HowTo

Write a C program using Multiple Files

Prof. Bartenstein

Overview

Why Use Multiple Files for a C Program?

When writing C programs for academic assignments or simple tasks, we often put all of our C code for the program in a single file. We know how to put multiple functions in a single file, and for simple programs, a single file is not only sufficient, but also the simplest solution.

As programs get more complicated and need more code, it can often be useful to split up the code into multiple files just to make it easier to manage. Splitting up code can also be be required for code re-use. If the same code can be used in multiple programs, it makes sense to put the reusable code in it's own file and keep the non-reusable program specific code in different files.

This web page gives more information on how to design, create, and build multi-file C programs.

Design Considerations for Multi-File Programs

Multiple files are used for two reasons - to organize the code into logical units and to enable re-use of the code. When designing a C program, you must decide whether multiple files would be useful, and whether you can re-use code you have already written, or might re-use code you need to write for this program.

If you are using multiple files, it makes the most sense to collect all the functions that work with a single data construct or concept in a single file. For example, if I write a program to deal with lines on a Cartesian coordinate system, I might put all the code that deals with (x,y) coordinates in a single file. I might put code that handles lines in a separate file. Then I might put the user interface code and a main function in a third file.

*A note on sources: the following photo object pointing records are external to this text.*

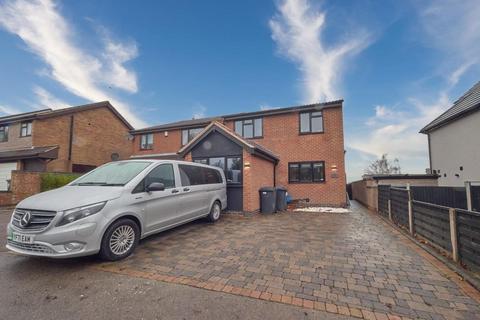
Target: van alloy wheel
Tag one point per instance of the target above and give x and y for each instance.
(216, 211)
(119, 240)
(122, 239)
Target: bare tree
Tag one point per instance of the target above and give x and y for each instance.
(384, 166)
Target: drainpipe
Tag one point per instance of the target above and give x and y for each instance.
(275, 174)
(70, 143)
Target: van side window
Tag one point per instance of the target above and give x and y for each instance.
(212, 176)
(193, 175)
(163, 174)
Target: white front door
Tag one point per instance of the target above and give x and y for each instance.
(6, 174)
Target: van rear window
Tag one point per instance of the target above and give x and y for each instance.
(195, 175)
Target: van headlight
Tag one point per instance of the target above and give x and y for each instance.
(75, 214)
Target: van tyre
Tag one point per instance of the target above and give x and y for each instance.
(215, 212)
(120, 240)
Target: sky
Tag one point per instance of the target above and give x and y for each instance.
(396, 64)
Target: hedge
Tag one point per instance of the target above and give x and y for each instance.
(56, 180)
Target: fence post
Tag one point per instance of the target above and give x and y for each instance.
(410, 209)
(468, 190)
(390, 209)
(452, 213)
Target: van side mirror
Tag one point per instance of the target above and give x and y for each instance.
(155, 186)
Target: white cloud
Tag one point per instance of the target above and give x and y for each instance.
(452, 27)
(5, 110)
(297, 29)
(396, 132)
(47, 100)
(199, 111)
(47, 34)
(265, 106)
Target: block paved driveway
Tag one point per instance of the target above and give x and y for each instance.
(351, 264)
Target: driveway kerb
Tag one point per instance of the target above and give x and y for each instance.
(353, 308)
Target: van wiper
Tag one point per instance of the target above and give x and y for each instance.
(91, 183)
(103, 184)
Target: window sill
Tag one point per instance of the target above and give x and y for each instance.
(308, 133)
(306, 182)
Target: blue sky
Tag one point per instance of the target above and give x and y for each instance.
(397, 64)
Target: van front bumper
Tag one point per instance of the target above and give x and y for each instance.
(82, 240)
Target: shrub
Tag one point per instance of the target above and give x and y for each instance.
(56, 180)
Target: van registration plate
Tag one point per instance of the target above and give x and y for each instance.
(22, 238)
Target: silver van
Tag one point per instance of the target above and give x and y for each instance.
(109, 209)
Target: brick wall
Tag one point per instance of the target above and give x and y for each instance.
(366, 192)
(23, 185)
(97, 134)
(259, 174)
(161, 143)
(14, 139)
(281, 135)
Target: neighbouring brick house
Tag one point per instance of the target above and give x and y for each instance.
(301, 148)
(75, 139)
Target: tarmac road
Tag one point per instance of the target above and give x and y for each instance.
(35, 288)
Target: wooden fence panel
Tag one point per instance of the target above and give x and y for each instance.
(468, 233)
(453, 197)
(475, 198)
(383, 197)
(432, 223)
(399, 205)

Why have both a Header and a Code File?

It would be possible to collect all the code together by using:


	#include "line.c"
	#include "coordinate.c"

in the main file so that it would appear to the compiler as if all the code were in a single file. This is very seldom done for several reasons:

Global variables no longer apply to just the main file, but all of the included files as well.
The code cannot be "right side up" because the functions need to be declared before they are used but, in order to be right side up, the functions should not be defined before they are used. If you include line.c, then you must include both the declaration and definition of the code in the same place.
The compiler gets a very big file to compile, which could make the compiler very slow.
And so on.

The accepted alternative is not to include all of the code. Instead, divide the code pertaining to a subset of the program into two files: a code file and a "header" file. For example, I might put the function definitions, data structures, and global variables into the code file like coordinate.c. I can then put all of the information required to invoke the functions, such as the function declarations, in the header file: coordinate.h.

If we use header and code files, then every file that wants to invoke functions from a different file can include the header file for those functions. For example, in our main file, we could code:


#include "line.h"
#include "coordinate.h"

Then, the main file can invoke all of the line and coordinate functions without having to inlcude all of the function definitions, global variables, and data structures.

Coding a Header File

Guarding Header Files from Duplicate Includes

Since a header (.h) file is designed to be included in other files, including other header files, and since including the same header file twice often causes C compiler errors, it would be nice to have a mechanism to avoid includnig a file a second time in a compile. C macro processing gives us the capability to achieve this goal. For a header file named "coordinate.h", I would code the following guards:


#ifndef COORDINATE_H
#define COORDINATE_H

/* The header information goes here */

#endif

This mechanism chooses a macro variable, in this case COORDINATE_H that is not likely to be used for any other reason. Macro variables are considered undefined until the compiler finds a #define statement for that variable. Therefore, the first time the coordinate.h file is included, the macro variable COORDINATE_H will not be defined, and the code between the #ifndef statement and the #endif statement will be included. However, the first thing that happens in this code is that the macro variable COORDINATE_H is defined to an empty value. Therefore, if the coordinate.h file is ever included again in the program flow, the #ifndef COORDINATE_H statement will fail, causing the compiler to skip to the #endif statement, conveniently skipping over a second inclusion of the header information.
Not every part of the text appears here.